Ci si avvicina al referendum sull’Euro della Grecia di domenica prossima. Una parte dell’opposizione – in particolare Lega Nord, Fratelli d’Italia e Movimento 5 Stelle – spera in una vittoria del no ed in una successiva uscita di Atene dall’Eurozona – anche se in tutte le sue dichiarazioni Tsipras ha detto che non vuole ritornare alla dracma.

Visto che in caso di Grexit, ovvero di uscita dall’Euro potrebbe essere proprio l’Italia. In questi giorni molti analisti si stanno esercitando nell’immaginare cosa potrebbe succedere ai risparmi degli italiani in caso di ritorno alla lira. A loro adesso ci aggiungiamo anche noi.

Rispetto agli altri iniziamo con una premessa. Fare i conti precisi di quello che potrebbe succedere in caso di ritorno alla lira è un po’ come tirare dei dadi, per cui a nostro avviso sono un po’ azzardate le stime che arrivano a quantificare il costo del ritorno alla lira in somme che possono arrivare ai mille miliardi di euro.

Quello che si può dire sull’argomento è che è lecito aspettarsi un rilevante aumento dell’inflazione che non potrebbe essere compensato dagli aumenti dei rendimenti finanziari, per cui i nostri risparmi perderebbero valore, mentre andrebbe meglio per chi fosse indebitato, perché il passaggio alla lira abbatterebbe il valore reale del mutuo.

L’inflazione dovrebbe facilmente arrivare su valori a due cifre – e non si possono fare previsioni sulla sua durata – e potrebbe portare a prezzi della benzina superiori alle 3.500 lire al litro, mentre riesce difficile condividere il pensiero degli analisti che affermano che il ritorno alla lira provocherebbe l’abbattimento del valore di immobili e terreni.
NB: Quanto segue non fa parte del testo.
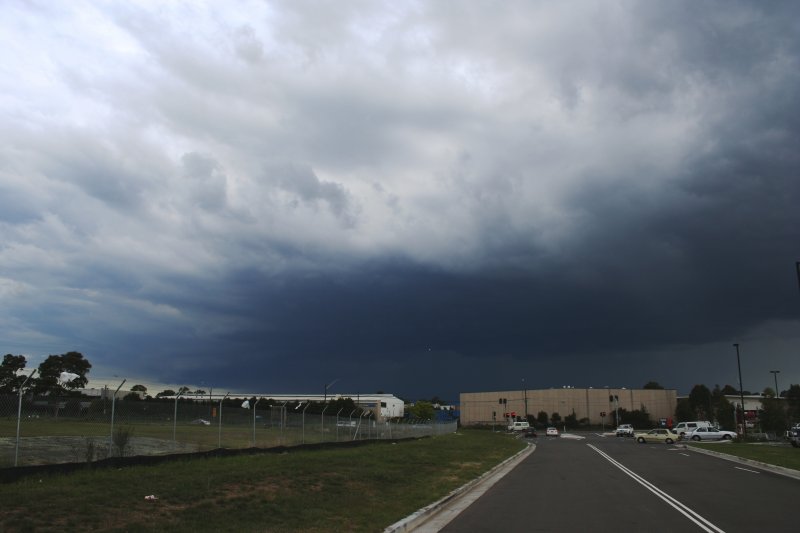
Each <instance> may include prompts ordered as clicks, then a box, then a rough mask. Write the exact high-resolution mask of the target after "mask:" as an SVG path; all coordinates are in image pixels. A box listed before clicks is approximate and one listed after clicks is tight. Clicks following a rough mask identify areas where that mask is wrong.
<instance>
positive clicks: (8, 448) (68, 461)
mask: <svg viewBox="0 0 800 533" xmlns="http://www.w3.org/2000/svg"><path fill="white" fill-rule="evenodd" d="M313 422H315V423H314V424H311V423H309V424H308V427H306V428H305V430H304V429H303V428H302V427H298V426H287V427H284V428H280V427H265V426H264V425H263V424H257V425H256V427H255V433H254V432H253V426H252V425H251V424H249V423H241V422H240V423H238V424H231V423H227V424H223V425H222V427H221V428H220V427H219V426H218V425H216V424H213V423H212V424H211V425H208V426H206V425H199V424H191V423H188V422H186V421H179V422H178V424H177V425H176V426H175V427H173V425H172V423H171V422H168V421H152V422H146V421H136V422H135V423H130V422H119V423H117V424H116V425H115V428H116V429H117V430H119V429H125V430H128V431H130V433H131V435H132V437H133V441H132V443H131V446H130V447H129V448H128V449H127V451H126V453H125V454H126V455H135V454H145V455H148V454H153V453H171V452H173V451H205V450H212V449H216V448H219V447H222V448H249V447H251V446H254V444H255V446H256V447H260V448H269V447H273V446H279V445H296V444H301V443H306V444H312V443H317V442H323V441H326V442H337V441H348V440H351V439H352V433H353V432H352V431H351V430H350V428H337V427H336V425H335V423H331V422H330V421H329V423H328V425H321V424H319V422H318V420H317V419H314V420H313ZM110 430H111V426H110V424H108V423H107V422H95V421H87V420H75V419H70V418H64V419H53V418H42V419H33V420H24V421H23V422H22V424H21V428H20V435H21V437H20V453H19V465H20V466H22V465H28V464H43V463H58V462H73V461H76V460H77V461H82V460H83V459H81V458H82V457H85V456H86V450H85V449H86V448H87V447H88V446H89V445H90V444H89V443H90V442H93V446H95V448H96V449H97V451H98V453H99V454H100V456H98V457H97V458H102V457H103V456H106V455H119V450H118V449H116V448H114V447H113V446H111V442H110V441H111V435H110V434H111V431H110ZM15 435H16V420H12V419H8V418H6V419H0V466H11V465H13V458H14V451H15V439H14V436H15ZM358 436H359V437H361V438H364V437H366V436H367V434H366V433H365V432H364V431H361V432H360V433H359V434H358ZM45 437H47V438H48V439H44V438H45ZM56 437H74V438H73V439H70V440H67V439H60V440H59V439H56ZM254 437H255V443H254ZM45 440H49V442H45ZM143 441H147V443H148V446H147V448H146V449H145V448H144V447H143V444H142V442H143ZM137 444H138V448H137ZM80 448H83V450H82V449H80ZM109 448H111V451H110V453H109Z"/></svg>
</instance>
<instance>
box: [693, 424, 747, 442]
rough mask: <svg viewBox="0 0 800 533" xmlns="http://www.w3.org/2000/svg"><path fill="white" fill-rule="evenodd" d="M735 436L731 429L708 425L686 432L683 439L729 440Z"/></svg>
mask: <svg viewBox="0 0 800 533" xmlns="http://www.w3.org/2000/svg"><path fill="white" fill-rule="evenodd" d="M736 437H737V435H736V433H735V432H733V431H725V430H724V429H719V428H716V427H714V426H708V427H699V428H697V429H695V430H694V431H692V432H691V433H687V434H686V436H685V437H684V438H685V439H692V440H693V441H700V440H731V439H735V438H736Z"/></svg>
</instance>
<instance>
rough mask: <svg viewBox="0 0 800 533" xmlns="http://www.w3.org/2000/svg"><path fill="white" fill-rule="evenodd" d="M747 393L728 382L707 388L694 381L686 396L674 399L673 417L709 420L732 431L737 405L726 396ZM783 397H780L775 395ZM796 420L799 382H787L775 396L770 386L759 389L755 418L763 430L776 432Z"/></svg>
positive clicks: (727, 429) (796, 417)
mask: <svg viewBox="0 0 800 533" xmlns="http://www.w3.org/2000/svg"><path fill="white" fill-rule="evenodd" d="M740 394H741V395H750V394H751V393H750V392H749V391H742V392H739V391H738V390H736V389H735V388H734V387H732V386H731V385H725V386H724V387H722V388H720V386H719V385H715V386H714V388H713V389H709V388H708V387H707V386H705V385H695V386H694V387H692V390H691V392H690V393H689V396H688V397H687V398H682V399H680V400H678V404H677V406H676V408H675V419H676V420H709V421H713V422H716V423H717V424H718V425H719V426H720V428H722V429H727V430H730V431H735V430H736V429H737V427H736V426H737V420H738V421H741V419H742V414H741V407H740V406H739V405H738V404H735V402H734V403H731V401H730V400H728V398H727V397H726V396H738V395H740ZM779 398H783V400H781V399H779ZM798 421H800V385H791V386H790V387H789V389H788V390H786V391H783V392H781V393H780V396H778V394H777V392H776V391H775V390H773V389H772V388H771V387H767V388H765V389H764V391H763V392H762V398H761V407H760V408H759V410H758V417H757V422H758V424H759V425H760V426H761V427H760V429H761V430H762V431H765V432H776V433H780V432H783V431H784V430H786V429H788V428H789V427H791V425H792V424H793V423H796V422H798Z"/></svg>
Lo scenario più probabile è che i beni reali mantengano intatto il loro valore ed anzi nei primi tempi successivi al passaggio da euro a lira il loro valore potrebbe addirittura aumentare perché molti potrebbero scegliere di investire tutti i loro risparmi in beni reali perché il loro valore è meno volatile.

Non si può condividere l’allarmismo di quelli che affermano che stipendi e conti correnti verrebbero convertiti in lire mentre i mutui resterebbero in euro. I contratti di mutuo verrebbero con ogni probabilità convertiti nella nuova valuta con il cambio al momento del passaggio alla lira. Ci si deve aspettare una pesante svalutazione del valore dei titoli di Stato – in particolare per i titoli a lunga scadenza – per cui se avessimo in portafoglio un Btp e fossimo costretti a venderlo dovremmo prevedere una perdita che potrebbe tranquillamente superare 1/4 del suo valore.

I rischi maggiori sarebbero per le imprese. Molte di loro rischierebbero di fallire perché gli impegni finanziari denominati in euro che potrebbero trovarsi comunque ad onorare potrebbero rivelarsi insostenibili.